En revanche, lorsqu’elles sont revenues, les filles de la salade de fruit étaient véritablement enthousiasmées : « C’était incroyable ! A part une femme qui était fatiguée de sa journée, beaucoup ont joué le jeu. », explique Alarisse à Tania en lui montrant des clichés pris pendant la performance. La fin d’après-midi est des plus joyeuse, chacun raconte son expérience : les surprises, les rencontres, les photos…

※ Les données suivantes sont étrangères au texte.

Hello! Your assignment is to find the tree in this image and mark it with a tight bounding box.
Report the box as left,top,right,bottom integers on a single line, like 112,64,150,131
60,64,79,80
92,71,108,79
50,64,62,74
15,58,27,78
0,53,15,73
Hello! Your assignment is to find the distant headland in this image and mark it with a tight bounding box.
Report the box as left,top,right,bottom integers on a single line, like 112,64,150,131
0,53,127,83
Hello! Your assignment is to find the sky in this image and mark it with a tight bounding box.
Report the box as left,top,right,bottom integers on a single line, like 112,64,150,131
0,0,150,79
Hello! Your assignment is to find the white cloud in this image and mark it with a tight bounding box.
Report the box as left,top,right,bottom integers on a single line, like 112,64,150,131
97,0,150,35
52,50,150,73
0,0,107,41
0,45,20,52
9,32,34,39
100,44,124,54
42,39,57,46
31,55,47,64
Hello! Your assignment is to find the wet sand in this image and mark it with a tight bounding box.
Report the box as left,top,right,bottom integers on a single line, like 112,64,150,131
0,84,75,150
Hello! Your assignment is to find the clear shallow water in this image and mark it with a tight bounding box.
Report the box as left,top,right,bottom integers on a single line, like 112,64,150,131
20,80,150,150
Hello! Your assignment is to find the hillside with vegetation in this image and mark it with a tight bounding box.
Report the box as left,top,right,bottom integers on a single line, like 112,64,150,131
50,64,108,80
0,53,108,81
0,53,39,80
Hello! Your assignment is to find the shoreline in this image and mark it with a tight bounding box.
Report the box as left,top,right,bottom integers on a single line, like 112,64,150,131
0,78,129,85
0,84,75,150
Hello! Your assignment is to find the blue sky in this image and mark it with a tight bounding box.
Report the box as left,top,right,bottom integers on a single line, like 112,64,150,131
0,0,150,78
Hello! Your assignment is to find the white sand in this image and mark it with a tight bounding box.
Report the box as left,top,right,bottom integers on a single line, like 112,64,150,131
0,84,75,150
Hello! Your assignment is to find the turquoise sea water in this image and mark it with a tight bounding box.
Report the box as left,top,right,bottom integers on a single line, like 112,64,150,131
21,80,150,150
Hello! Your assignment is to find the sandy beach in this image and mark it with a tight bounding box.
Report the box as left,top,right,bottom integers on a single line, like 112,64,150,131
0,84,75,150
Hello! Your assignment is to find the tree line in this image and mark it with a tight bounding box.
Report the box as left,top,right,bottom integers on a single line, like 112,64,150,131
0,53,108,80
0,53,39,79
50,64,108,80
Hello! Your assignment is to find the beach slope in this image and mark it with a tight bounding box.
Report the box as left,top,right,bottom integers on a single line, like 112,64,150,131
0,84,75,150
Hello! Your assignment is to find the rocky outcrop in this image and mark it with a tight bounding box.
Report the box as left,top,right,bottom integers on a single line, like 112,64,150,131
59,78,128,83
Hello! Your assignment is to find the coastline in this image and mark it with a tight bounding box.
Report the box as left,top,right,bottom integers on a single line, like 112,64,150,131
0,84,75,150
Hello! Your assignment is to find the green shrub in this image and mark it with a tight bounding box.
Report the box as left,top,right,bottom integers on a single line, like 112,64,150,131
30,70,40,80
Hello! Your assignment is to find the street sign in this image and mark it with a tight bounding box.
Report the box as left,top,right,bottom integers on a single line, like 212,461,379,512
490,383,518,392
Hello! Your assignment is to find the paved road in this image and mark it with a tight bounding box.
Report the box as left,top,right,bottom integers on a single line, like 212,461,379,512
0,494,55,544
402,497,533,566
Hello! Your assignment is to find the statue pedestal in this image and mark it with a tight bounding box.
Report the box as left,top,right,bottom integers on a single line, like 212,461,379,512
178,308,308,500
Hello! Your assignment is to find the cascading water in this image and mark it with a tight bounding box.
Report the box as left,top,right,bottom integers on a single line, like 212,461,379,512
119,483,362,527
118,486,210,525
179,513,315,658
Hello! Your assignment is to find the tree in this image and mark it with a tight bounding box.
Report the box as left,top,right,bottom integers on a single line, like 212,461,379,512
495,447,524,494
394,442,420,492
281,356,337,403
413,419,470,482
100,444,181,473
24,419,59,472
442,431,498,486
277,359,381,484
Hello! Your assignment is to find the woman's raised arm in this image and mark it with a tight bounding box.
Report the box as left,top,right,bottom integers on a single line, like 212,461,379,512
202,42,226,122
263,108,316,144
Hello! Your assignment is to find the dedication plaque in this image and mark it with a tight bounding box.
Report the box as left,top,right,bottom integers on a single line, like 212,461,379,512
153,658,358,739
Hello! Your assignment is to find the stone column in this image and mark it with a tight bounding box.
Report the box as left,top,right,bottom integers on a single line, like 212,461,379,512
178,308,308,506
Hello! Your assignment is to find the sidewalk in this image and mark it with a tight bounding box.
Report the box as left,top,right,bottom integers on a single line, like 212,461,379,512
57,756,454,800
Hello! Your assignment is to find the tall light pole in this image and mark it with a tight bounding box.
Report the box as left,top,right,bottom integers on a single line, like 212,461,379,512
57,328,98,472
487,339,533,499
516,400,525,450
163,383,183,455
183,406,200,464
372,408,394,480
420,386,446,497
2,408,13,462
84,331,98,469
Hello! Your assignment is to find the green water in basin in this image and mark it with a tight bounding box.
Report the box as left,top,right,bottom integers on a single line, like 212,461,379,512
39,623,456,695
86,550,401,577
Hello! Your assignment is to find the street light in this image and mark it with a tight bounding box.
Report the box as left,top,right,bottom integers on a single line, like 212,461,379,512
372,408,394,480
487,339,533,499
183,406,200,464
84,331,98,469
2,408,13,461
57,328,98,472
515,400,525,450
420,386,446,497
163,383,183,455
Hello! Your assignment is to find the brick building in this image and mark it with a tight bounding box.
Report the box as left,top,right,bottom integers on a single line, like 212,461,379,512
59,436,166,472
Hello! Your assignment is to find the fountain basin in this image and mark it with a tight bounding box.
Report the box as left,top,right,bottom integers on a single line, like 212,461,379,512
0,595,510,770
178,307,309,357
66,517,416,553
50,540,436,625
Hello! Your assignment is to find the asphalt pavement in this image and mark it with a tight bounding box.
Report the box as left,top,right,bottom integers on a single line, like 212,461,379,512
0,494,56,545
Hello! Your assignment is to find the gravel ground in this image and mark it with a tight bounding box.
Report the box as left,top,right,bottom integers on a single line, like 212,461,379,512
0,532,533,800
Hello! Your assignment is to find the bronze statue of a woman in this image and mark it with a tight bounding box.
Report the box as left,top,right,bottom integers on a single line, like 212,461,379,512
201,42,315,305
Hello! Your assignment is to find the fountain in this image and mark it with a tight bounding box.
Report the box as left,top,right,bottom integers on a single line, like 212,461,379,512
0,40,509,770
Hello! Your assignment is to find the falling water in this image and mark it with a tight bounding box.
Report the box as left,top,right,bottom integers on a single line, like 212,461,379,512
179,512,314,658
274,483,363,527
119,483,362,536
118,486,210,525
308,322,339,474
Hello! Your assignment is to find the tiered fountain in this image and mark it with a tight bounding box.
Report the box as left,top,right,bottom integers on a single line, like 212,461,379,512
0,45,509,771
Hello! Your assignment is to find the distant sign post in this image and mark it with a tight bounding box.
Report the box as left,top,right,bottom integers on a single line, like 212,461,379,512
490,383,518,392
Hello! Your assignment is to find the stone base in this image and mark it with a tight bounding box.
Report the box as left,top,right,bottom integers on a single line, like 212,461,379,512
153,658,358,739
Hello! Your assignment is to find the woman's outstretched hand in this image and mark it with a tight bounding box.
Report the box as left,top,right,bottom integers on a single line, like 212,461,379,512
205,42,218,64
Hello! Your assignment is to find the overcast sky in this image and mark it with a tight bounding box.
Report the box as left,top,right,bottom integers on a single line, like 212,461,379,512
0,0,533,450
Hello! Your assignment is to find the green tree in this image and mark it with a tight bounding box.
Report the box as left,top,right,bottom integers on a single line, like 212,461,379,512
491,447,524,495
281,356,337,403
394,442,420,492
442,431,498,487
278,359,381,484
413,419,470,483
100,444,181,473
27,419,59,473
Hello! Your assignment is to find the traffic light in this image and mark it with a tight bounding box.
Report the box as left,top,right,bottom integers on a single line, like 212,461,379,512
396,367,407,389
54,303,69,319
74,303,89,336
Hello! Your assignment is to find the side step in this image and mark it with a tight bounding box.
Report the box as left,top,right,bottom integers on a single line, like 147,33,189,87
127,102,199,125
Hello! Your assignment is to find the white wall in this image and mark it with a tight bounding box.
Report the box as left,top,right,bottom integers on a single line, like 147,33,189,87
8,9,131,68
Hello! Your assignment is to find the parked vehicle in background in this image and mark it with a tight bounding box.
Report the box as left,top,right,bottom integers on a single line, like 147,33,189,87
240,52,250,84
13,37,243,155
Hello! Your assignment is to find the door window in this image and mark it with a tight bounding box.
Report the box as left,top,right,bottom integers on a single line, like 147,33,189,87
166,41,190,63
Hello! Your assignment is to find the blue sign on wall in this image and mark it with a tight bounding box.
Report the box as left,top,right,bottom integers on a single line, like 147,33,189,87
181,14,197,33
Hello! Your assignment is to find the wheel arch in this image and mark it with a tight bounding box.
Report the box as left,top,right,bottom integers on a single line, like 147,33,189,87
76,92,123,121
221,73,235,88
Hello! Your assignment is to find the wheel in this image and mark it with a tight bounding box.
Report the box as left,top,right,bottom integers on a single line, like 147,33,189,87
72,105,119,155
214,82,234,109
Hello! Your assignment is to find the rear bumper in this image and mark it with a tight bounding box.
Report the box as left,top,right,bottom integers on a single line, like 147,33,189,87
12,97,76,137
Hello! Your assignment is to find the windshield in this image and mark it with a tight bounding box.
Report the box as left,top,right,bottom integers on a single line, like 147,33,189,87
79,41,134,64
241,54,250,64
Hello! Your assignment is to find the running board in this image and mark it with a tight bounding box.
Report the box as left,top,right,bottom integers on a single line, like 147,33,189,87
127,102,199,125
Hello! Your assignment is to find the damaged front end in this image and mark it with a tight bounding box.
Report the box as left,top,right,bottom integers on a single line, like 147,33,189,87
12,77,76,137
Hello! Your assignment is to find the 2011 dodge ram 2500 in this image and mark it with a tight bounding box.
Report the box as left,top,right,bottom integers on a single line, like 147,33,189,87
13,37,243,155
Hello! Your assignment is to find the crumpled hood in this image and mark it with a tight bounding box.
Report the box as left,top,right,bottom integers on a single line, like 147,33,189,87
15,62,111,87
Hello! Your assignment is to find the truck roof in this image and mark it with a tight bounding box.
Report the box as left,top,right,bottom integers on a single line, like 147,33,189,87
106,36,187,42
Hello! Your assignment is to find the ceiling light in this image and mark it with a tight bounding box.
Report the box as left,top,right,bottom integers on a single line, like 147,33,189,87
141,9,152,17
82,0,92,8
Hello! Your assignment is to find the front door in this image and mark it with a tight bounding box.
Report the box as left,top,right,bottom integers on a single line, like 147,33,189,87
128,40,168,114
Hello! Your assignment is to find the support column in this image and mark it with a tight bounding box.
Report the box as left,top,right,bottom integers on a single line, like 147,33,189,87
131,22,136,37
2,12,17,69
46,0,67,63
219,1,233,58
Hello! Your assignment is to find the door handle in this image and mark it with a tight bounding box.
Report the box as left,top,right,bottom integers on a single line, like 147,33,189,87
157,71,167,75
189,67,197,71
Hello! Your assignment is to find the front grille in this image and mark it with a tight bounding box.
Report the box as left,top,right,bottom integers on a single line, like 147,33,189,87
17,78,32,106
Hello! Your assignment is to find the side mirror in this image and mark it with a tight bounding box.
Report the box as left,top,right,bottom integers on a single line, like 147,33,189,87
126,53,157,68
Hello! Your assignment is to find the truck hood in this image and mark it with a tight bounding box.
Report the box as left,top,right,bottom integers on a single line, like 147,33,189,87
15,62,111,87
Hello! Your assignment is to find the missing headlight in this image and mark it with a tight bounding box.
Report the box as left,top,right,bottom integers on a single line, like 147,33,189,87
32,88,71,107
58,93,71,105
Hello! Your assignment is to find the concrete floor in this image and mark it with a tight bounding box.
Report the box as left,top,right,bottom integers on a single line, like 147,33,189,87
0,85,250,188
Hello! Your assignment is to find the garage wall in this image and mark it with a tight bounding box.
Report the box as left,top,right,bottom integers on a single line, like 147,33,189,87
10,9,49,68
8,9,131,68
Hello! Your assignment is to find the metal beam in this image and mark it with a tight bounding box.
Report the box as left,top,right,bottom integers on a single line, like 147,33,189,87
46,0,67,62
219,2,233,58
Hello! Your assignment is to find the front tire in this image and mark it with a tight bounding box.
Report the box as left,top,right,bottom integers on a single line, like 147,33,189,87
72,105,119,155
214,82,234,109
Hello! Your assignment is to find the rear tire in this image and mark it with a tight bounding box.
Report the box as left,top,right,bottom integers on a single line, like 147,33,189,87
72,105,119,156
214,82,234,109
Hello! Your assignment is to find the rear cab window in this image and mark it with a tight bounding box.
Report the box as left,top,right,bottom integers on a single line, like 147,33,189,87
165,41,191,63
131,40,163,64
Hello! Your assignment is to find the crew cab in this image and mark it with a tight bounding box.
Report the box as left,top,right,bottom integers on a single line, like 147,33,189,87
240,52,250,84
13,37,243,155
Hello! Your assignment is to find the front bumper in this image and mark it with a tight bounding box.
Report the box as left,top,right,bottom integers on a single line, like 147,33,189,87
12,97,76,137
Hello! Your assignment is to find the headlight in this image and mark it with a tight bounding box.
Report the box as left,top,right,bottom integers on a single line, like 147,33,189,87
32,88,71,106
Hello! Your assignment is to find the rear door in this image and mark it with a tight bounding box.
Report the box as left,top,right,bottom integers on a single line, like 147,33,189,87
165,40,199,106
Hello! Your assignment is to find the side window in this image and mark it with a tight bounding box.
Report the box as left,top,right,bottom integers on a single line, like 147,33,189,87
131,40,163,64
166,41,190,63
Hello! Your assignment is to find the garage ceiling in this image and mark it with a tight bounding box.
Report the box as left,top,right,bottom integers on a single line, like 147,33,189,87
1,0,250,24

Mais c’est le coup final lorsque Samara arrive en courant, fière d’annoncer qu’elles ont trouvé une personne à célébrer. Vera, 56 ans est fière de vivre dans cette favela depuis sa naissance et de s’occuper de tout le monde à Santa Marta. Après avoir pris sa douche et s’être mise sur son trente et un, Vera arrive acclamé par les performeurs, gâteaux et ballons en mains sur la place, en bas de la communauté. La joie et l’émotion sont au rendez-vous, des enfants viennent profiter du gâteau et des passants s’arrêtent prendre des photos. Cette belle expérience humaine et professionnelle des jeunes performeurs permet ainsi de repenser les fonctions de l’art dans le contexte social.